Bienvenue au Wyoming façon Craig Johnson, ses hautes plaines à perte de vue, ses horizons battus par les vents, ses rêves nomades et son taux de criminalité exemplaire. À condition de ne pas exciter l’âme des vieux cheyennes qui y hantent les armes à feu…

Il y a des dédicaces de romans qui savent décidément dresser l’ambiance. Celle de Little Bird, tout premier polar de Craig Johnson, est de celles-là: « A la gagnante du concours de beauté des producteurs de lait de Wayne County et au meilleur tireur de Cabell. » Un avant-goût qui sent bon le coeur reculé et un peu redneck de l’ouest profond. Où rencontrer âme qui vive entre 2 immensités tient du hasard. Presque de l’anachronisme. A l’image de ces rares motels déposés au milieu de nulle part. « Je vis dans le comté le moins peuplé de l’Etat le moins peuplé des Etats-Unis. C’est tellement extrême. J’ai beaucoup moins de gens avec qui interagir que n’importe quel écrivain. » Stetson vissé sur la tête, jeans rentré dans des santiags au cuir tanné, Craig Johnson est un cow-boy qui dégaine plus volontiers le stylo que le colt. Et dont l’apparition détonne quelque peu dans l’antre de l’hôtel Renaissance française où on le rencontre. « Vous savez, c’est plutôt agréable pour moi d’être remarqué », relèvera-t-il dans un grand rire sonore. Charpentier, pêcheur professionnel, policier, champion de rodéo sur taureaux, Johnson a tout vécu avant de passer à l’écriture. Aujourd’hui auteur d’une série de 7 romans -3 sont parus en français aux éditions Gallmeister, dont le récent L’Indien Blanc-, l’homme s’est échappé de son ranch basé sur les contreforts des puissantes Big Horn Mountains et a délaissé les 25 habitants de sa petite ville d’Ucross pour un bref séjour européen. « Quand je viens de ce côté-ci, j’ai tendance à comparer les pays que je traverse à des peintures à l’huile très belles, luxuriantes, extrêmement raffinées, et à trouver qu’à côté de ça, le Wyoming, c’est un croquis au fusain, beaucoup plus brut, en noir et blanc. »

Un crayonné auquel son écriture travaille inlassablement, rendant à s’y méprendre les vapeurs crues et solitaires des petits matins humides, la beauté d’un ciel de démesure, la texture pierreuse de vents affolants.
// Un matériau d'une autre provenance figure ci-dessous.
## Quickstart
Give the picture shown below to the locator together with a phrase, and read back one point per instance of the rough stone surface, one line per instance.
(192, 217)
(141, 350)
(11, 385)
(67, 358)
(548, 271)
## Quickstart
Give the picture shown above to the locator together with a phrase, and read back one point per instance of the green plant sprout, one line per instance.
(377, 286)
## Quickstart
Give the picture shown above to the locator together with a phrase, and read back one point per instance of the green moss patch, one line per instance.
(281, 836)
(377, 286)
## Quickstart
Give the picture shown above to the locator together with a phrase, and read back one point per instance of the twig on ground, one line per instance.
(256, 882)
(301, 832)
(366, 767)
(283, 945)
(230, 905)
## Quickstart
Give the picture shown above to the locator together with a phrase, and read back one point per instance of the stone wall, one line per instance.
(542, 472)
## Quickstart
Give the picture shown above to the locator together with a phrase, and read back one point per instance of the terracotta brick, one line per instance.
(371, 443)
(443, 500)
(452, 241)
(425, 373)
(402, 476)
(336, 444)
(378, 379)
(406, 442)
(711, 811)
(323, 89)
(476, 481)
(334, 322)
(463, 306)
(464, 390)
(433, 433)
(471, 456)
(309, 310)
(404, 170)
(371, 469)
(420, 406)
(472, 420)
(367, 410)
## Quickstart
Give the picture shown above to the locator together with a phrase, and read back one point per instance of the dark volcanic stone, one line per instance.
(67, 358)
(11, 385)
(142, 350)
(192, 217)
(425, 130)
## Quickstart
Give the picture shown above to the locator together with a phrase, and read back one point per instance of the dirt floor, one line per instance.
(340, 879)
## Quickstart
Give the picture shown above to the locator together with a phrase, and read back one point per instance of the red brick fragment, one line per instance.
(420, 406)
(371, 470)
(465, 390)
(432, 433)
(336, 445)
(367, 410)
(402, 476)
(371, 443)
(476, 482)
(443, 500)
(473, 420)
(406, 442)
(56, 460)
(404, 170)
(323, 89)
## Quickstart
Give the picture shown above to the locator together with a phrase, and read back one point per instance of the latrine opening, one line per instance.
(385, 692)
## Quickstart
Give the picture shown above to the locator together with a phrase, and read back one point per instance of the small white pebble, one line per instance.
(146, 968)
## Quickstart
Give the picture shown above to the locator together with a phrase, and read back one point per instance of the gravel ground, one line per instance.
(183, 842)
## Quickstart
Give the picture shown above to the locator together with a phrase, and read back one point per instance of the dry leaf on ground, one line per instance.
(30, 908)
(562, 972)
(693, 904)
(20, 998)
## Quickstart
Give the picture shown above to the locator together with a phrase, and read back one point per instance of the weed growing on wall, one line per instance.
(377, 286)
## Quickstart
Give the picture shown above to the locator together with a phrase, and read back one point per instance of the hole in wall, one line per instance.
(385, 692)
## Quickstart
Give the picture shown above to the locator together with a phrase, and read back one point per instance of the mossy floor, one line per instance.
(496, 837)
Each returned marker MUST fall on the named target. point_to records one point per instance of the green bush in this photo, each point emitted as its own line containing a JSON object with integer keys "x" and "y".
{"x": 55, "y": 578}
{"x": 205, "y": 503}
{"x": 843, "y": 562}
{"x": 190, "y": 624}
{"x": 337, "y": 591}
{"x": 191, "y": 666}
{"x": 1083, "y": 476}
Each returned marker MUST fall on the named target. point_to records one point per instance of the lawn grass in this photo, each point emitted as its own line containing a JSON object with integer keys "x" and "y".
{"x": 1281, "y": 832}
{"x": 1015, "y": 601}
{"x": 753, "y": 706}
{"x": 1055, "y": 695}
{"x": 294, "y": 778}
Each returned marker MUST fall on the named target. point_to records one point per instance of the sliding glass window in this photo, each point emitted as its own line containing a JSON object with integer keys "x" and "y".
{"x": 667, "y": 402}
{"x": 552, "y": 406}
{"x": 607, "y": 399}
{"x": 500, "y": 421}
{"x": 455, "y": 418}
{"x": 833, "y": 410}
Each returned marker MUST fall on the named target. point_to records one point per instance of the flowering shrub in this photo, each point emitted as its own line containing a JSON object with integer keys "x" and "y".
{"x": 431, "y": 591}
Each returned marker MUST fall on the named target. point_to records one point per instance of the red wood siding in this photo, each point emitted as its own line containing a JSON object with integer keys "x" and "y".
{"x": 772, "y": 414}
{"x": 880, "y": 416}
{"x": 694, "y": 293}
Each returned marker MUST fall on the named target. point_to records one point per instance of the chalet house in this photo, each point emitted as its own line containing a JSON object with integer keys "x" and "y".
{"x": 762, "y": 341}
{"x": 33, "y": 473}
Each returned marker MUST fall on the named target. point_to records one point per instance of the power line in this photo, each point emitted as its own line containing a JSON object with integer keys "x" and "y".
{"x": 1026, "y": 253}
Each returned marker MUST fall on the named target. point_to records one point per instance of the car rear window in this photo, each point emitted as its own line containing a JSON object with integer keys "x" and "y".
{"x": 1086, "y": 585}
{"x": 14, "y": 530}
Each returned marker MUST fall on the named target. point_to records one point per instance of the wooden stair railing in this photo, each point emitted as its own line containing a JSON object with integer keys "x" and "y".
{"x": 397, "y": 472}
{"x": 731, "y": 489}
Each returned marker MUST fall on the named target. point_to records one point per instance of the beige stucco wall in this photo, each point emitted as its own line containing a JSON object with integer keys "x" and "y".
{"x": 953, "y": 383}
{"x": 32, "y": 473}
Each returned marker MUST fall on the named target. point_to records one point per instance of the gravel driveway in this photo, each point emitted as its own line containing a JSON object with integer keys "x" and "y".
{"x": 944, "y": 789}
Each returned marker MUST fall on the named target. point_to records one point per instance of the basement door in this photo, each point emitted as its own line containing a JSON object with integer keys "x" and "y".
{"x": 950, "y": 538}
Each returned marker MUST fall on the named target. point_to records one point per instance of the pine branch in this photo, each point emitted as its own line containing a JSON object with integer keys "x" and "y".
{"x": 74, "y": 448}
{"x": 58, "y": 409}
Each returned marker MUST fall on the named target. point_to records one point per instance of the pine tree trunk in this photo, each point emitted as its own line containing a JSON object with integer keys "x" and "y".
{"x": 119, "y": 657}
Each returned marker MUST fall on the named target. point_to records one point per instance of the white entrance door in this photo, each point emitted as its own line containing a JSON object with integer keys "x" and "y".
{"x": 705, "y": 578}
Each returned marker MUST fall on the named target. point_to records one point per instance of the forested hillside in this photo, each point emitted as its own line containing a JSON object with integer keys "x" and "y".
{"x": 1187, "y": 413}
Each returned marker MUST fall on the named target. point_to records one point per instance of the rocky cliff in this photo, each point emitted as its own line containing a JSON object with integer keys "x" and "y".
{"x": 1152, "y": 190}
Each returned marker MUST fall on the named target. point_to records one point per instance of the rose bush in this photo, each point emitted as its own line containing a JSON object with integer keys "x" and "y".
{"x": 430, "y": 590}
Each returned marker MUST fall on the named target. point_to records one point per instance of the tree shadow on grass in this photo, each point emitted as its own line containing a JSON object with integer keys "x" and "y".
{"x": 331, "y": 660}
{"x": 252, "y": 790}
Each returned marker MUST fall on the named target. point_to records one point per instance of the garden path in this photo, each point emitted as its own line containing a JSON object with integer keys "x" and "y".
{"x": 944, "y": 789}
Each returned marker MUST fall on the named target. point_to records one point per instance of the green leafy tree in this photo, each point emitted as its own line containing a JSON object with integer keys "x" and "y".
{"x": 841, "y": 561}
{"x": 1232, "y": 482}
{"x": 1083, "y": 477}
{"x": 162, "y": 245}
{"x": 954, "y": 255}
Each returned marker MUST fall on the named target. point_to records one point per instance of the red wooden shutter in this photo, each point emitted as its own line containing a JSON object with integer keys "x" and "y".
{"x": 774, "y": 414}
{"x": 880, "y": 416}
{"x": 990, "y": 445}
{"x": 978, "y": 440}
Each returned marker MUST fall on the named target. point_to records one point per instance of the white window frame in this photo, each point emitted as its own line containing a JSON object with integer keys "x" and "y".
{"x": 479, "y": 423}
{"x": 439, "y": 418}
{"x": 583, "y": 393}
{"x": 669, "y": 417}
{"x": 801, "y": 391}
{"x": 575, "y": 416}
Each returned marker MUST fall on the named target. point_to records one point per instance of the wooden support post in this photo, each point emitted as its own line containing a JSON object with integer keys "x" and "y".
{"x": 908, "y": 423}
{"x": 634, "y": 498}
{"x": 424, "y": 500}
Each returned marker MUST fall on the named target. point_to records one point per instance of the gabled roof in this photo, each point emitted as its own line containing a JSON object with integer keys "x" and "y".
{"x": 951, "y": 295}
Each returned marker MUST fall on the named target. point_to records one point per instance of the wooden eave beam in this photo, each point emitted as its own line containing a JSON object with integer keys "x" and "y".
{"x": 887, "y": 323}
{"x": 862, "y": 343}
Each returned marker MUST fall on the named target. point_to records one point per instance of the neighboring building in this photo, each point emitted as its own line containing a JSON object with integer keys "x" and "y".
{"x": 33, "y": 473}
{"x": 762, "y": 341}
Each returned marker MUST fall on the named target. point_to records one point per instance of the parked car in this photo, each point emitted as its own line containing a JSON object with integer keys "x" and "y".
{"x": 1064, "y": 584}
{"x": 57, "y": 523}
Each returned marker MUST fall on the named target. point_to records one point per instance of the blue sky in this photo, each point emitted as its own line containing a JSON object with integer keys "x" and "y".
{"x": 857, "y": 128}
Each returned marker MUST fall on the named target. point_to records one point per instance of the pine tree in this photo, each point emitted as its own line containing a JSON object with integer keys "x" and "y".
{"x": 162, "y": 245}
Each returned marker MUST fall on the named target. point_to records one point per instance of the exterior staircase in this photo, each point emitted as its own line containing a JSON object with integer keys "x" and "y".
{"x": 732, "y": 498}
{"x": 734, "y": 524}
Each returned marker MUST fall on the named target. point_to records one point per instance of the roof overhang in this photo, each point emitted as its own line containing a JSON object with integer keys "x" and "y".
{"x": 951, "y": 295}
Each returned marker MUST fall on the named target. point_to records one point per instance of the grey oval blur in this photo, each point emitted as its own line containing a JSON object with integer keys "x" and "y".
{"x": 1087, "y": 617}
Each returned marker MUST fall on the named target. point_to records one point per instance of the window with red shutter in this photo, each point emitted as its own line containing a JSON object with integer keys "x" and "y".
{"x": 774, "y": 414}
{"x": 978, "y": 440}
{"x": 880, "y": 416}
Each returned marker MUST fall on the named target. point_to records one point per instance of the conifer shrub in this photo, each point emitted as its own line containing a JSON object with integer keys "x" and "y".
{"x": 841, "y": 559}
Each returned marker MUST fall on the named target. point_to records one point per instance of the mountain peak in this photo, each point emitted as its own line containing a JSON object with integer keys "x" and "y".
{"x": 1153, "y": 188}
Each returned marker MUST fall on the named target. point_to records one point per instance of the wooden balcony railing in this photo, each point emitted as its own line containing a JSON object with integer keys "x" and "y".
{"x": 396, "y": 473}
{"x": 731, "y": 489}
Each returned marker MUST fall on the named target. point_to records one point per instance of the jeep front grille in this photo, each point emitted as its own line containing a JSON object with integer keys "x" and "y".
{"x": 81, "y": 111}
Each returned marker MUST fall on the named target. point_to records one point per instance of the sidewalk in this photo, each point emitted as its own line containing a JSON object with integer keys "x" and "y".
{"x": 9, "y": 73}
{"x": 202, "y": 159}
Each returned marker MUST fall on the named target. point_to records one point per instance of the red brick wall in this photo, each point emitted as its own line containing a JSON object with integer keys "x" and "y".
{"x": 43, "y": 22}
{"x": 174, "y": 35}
Bienvenue à Absaroka, le comté -fictif- sur lequel s’étend la justice de Walt Longmire, héros récurrent des livres de Craig Johnson, veste en peau de mouton bourrue et sil-houette ventripotente, Sherlock Holmes des Hautes Plaines affublé d’autodénigrement chronique en même temps que doté d’un charme impénétrable et diffus. Un shérif qui dévisse les capsules de bières à la chaîne en cas de mélancolie, et qui voit son bureau situé à l’exacte croisée des puissantes Big Horn Mountains et de la Powder River.

Nature writing

Résoudre d’infâmes enquêtes criminelles sous une vue dont la beauté vous étreint régulièrement la gorge: tout est là du double jeu qu’emprunte Johnson, dont les polars mordent régulièrement la ligne d’un autre genre, le nature writing -ou littérature des grands espaces. Une émulsion qui culmine dans les scènes de meurtre, où l’équipe de Walt étudie la qualité de la neige et la teneur du vent à peu près au même titre que le degré de rigor mortis du cadavre. « Le Wyoming est un endroit d’extrêmes, les conditions climatiques y sont envahissantes: il fait impitoyable en hiver, brûlant en été, l’altitude est vertigineuse, le vent incessant. C’est une dimension tellement constitutive de la région qu’on ne peut l’ignorer. Mon personnage est le reflet du monde naturel qui l’entoure. L’environnement est presque une personnification de ses propres réflexions et sentiments. » Une ligne de conduite que ne renieraient pas ses voisins et maîtres de l' »Ecole du Montana », Jim Harrison, Thomas McGuane ou James Lee Burke en tête. « D’où qu’ils viennent, les auteurs qui écrivent dans l’ouest sont des gens qui sont au milieu de nulle part parce qu’ils y cherchent quelque chose. Ce ne sont pas des écrivains qui peuvent aller discuter de l’avancée de leur roman le matin au café du coin, ils sont plutôt isolés et solitaires, et ça se retrouve fatalement dans leurs livres. »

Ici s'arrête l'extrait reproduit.